In shamanic communities individuals are chosen in childhood to walk the path of the Shaman. Children show early on in life the kind of characteristics that will later help them journey towards the Shaman role. There can be even awe towards the unusual wisdom and awareness of a shaman-child. It doesn’t take being 75 years old. It’s always been understood that the Shaman energy is not human but rather an energy that exists in nature and that has access to eternal time and space. It moves through trees, rivers, clouds, animals, insects and humans without discrimination. For years, it gives glimpses of itself – small moments of perfection that allow us to notice that an individual is being called to be of service to something that follows rules out of this World.
It makes no sense to approach this energy with any kind of limiting expectations, or judgments. Partially because it is attached to the unknown and to mystery, it is meant to be unrestricted and undefined. It’s meant to be explored and to be experienced. I think that it scares us to approach people who have a consciousness of the world that we do not have and who can push us to journey into a world that we are unaware exists.

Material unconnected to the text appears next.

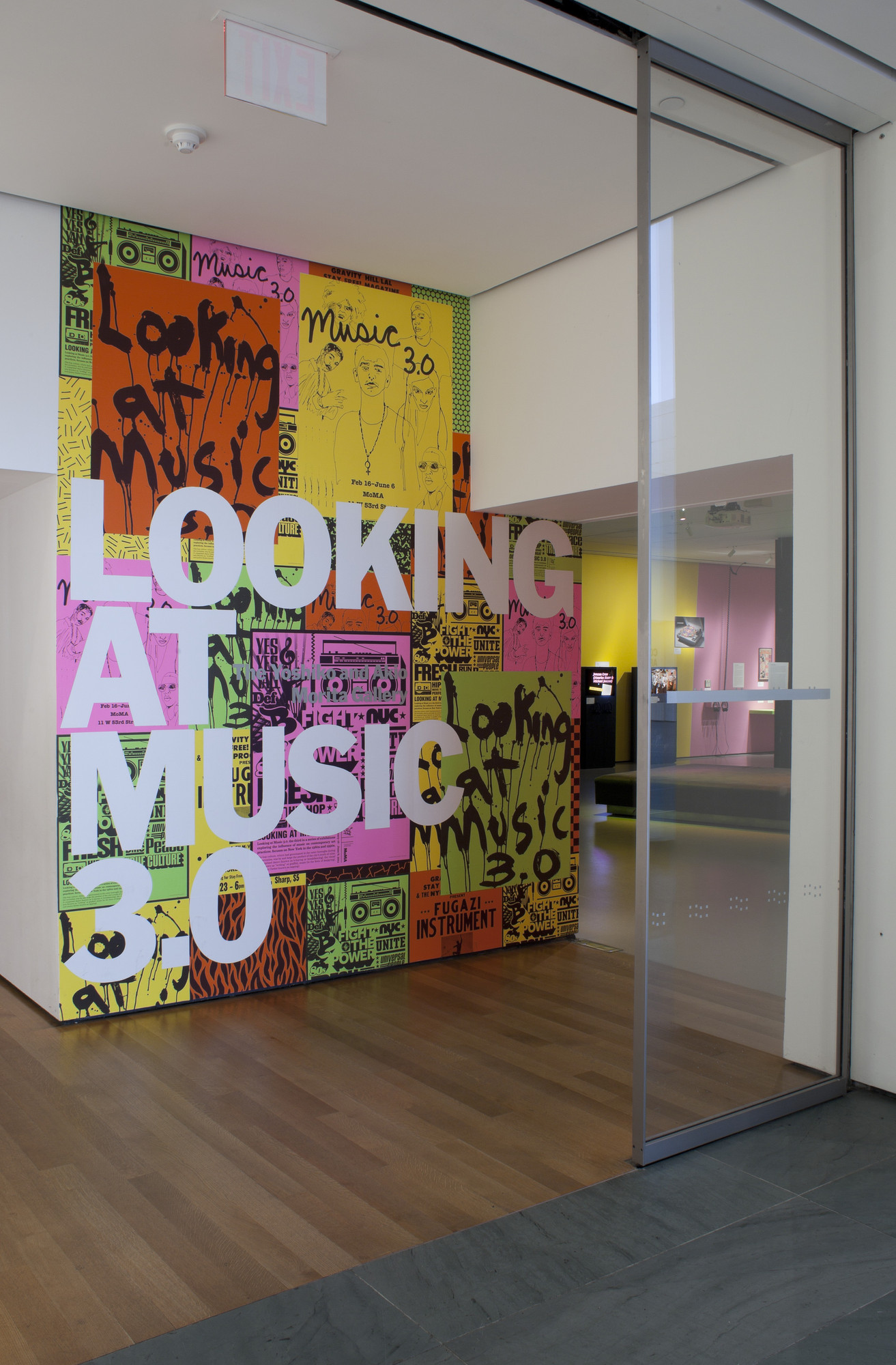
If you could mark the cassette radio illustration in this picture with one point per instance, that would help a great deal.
(346, 676)
(137, 246)
(377, 904)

It’s one thing to play around with possibilities but it’s a whole other thing to be pushed to see, to understand and to make a choice: To believe. We like to think we are in control of our reality and it’s terrifying to face the fact that we are not that important in the whole scheme of creation or that perhaps, we are more important than we ever imagined.

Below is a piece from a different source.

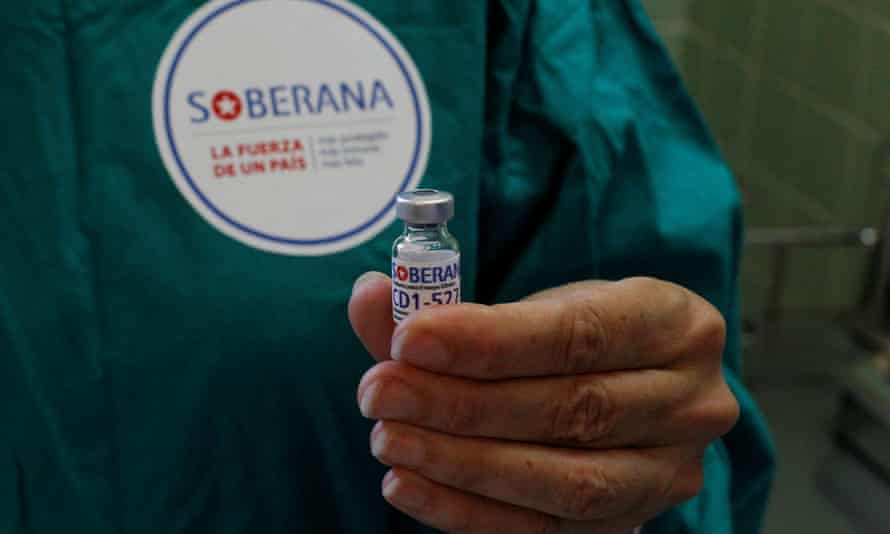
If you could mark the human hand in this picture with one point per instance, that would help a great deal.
(582, 409)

In 1998, I was a keynote lecturer for a Women’s Healing and Empowerment Conference in St-Andrews, N.B. The night before I was due to speak I was approached by one of the committee members with the proposal to spend a day with a Passamaquoddy elder. The woman was apologetic and somewhat ashamed at the fact that the elder who was meant to do the welcoming ceremony was exploiting her position to get her sister to meet me and spent the day with me. From my perspective it was a dream come true. I remember staying up all night imagining my meeting with EC. I was glad that I didn’t have too much time to formulate too many expectations. One of my fears was that I wouldn’t be able to pick her out of the crowd. We were meant to meet at the restaurant for breakfast. I was quite surprised when I walked into the hotel restaurant and recognized right away as if I had known her my whole life. It was quite uncanny. We shared so much in common as we shared so many stories for the remainder of the day. EC was an ordinary woman with paranormal abilities, extraordinary attitudes and shaman wisdom.
What was incredible with this meeting was the fact that she had dreamt about me and actually went out of her way to find me. Synchronicity and destiny obviously brought us together. She didn’t doubt her dream and she followed it all the way through. Rather than being limited by expectations and judgments she surrendered to the unknown and allowed spirit to bring us together. EC taught me to believe and in one day she pushed me to embark on the greatest journey of my life. She showed me that the Shaman’s path is one of magic, beauty, abundance and sacrifice. There was something incredibly familiar in what I experienced that day and at the same time there was something unbelievably unknown. In the eight years that followed I packed 500 years of experience and learning. It showed me that what we understand and believe in the Western world is so very different than what is offered in the Shamanic universe.
HAU!
Picture: When we were traveling to Golden, B.C. for our Spring Workshop -- I was taking pictures and asked G to pose for me. "Make it stereotypically believable" I said -- and that's what came up.